À Red Hen Roost, une exploitation de maïs de trente hectares à New York qui vend également ses produits par l'intermédiaire de Handsome Brook, le propriétaire, Luke Nolt, raconte que certaines poules attendent à la porte dès le matin. Dans son pâturage, elles peuvent se promener à l'ombre des pins, des saules, des poiriers en fleurs et des pommiers. Lorsqu'il effectue ses contrôles quotidiens, des milliers de poules le suivent, dit-il, et une poule blanche se montre particulièrement amicale, sautant parfois sur son épaule.
CE QUI EST BON POUR LES POULES EST-IL BON POUR LES AFFAIRES ?
Les normes strictes en matière de bien-être ne profitent pas seulement aux poules, mais peuvent également être bénéfiques pour les propriétaires d'exploitations agricoles.
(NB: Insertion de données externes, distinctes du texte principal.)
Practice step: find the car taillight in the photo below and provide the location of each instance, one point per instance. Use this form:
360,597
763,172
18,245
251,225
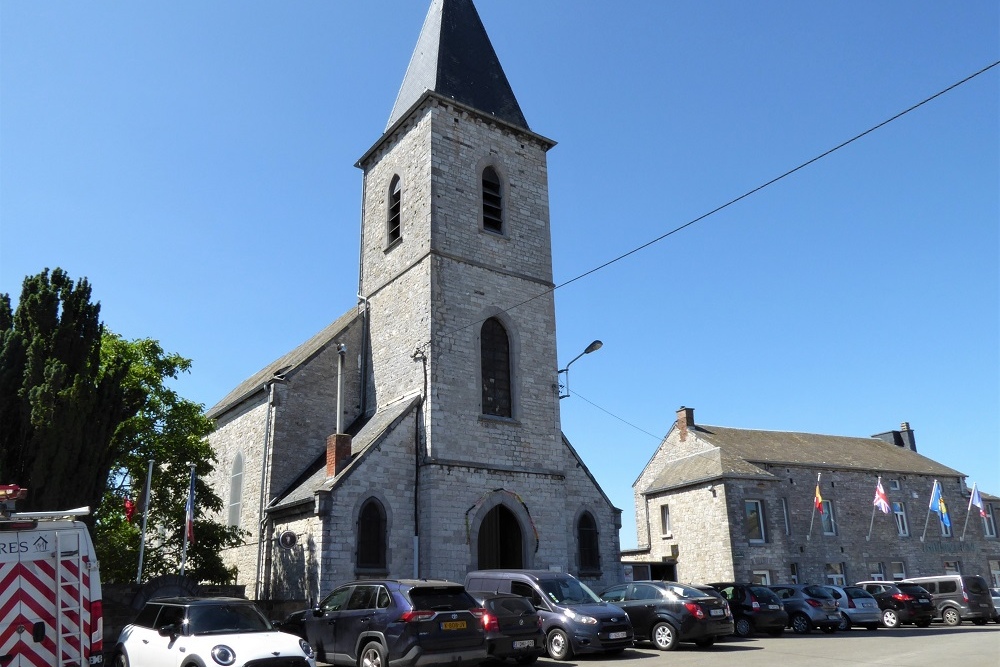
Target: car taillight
415,615
96,628
695,610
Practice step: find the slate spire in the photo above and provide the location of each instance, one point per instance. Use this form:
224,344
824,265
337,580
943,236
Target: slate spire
454,58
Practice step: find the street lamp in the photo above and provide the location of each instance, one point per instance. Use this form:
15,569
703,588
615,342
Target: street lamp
593,347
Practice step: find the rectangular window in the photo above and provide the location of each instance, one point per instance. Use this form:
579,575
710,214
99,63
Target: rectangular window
902,527
665,521
754,511
835,574
989,524
829,524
Dans une étude réalisée en 2008, le fait de protéger des poules avec des panneaux de couverture a permis d'augmenter la production d'œufs de 2 % et de générer un revenu estimé à 3 millions de dollars pour l'entreprise avicole participante.
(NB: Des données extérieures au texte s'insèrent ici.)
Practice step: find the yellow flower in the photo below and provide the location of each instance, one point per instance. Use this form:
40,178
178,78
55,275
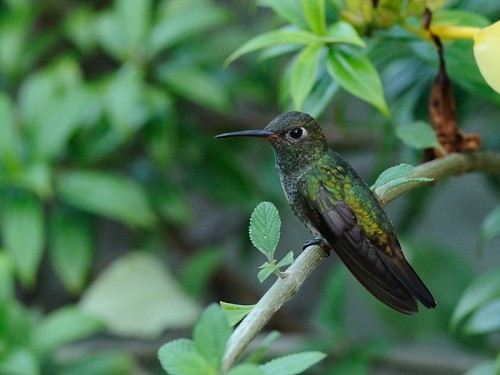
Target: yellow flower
487,54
À New York, Martin contrôle ses 15 000 volailles deux fois par jour pour s’assurer que les poulaillers sont bien ventilés et que la température est supportable, entre 18 et 21°C.
Lorsque l'un de ses troupeaux est tombé malade, il a remarqué que les jaunes d'œuf étaient pâles et jaunes au lieu de leur couleur orange habituelle. « Si vous ne leur permettez pas de vivre dans un bon environnement, elles ne produiront pas comme elles le feraient naturellement », explique-t-il.
Selon lui, les consommateurs sont prêts à payer plus cher pour des œufs plus frais provenant de poules plus saines et plus heureuses.
Bollard est d’accord sur ce point, mais un problème se pose : « de nombreux consommateurs n'ont aucune idée de l'origine de leurs œufs ».
Généralement, « les consommateurs s’imaginent que les œufs ordinaires que l'on trouve dans les rayons proviennent de poules élevées en plein air », explique-t-il. En outre, comme les œufs de pâturage ont tendance à coûter plus cher, ils tendent à les éviter. Le problème vient en partie du fait que les supermarchés ont tendance à majorer les prix des œufs de poules élevées en plein air ou au pâturage par rapport aux œufs conventionnels, explique Bollard.
Dans leur ferme de l'ouest du Kentucky, Rhoda et Dave Zimmerman placent les œufs qu'ils ont ramassés sur des palettes. Au fur et à mesure que ces œufs descendent sur le tapis roulant, ils enlèvent les plumes, vérifient que les coquilles ne sont pas abîmées et effectuent un contrôle de qualité.
Jeremy Schlabach, agriculteur du Kentucky, tient l'une de ses poules élevées en pâturage.
En France, plusieurs enseignes se sont engagées à éliminer progressivement les œufs de poules élevées en batterie d'ici à 2025. Monoprix avait pris cette initiative en 2013, suivi par Colruyt en 2014, Lidl, et plus récemment Système U. En France, plus de 47 % des poules sont cependant encore élevées en cage.
L'Animal Welfare Act, loi fédérale qui réglemente le traitement des animaux dans la recherche, l'exposition et le transport, ne couvre pas le bétail, ce qui signifie qu'il revient souvent aux agriculteurs et aux consommateurs d'exiger un meilleur bien-être, explique Burcham.
« Étrangement, nous avons également une perception des oiseaux selon laquelle ils ne seraient pas aussi complexes ou sensibles que les mammifères, ce qui n'est pas vrai », explique Burcham. « Il s'agit d'une espèce très dynamique et j'aimerais que les gens accordent davantage d'attention à ce qui fait leur spécificité. »
Cet article a initialement paru sur le site nationalgeographic.com en langue anglaise.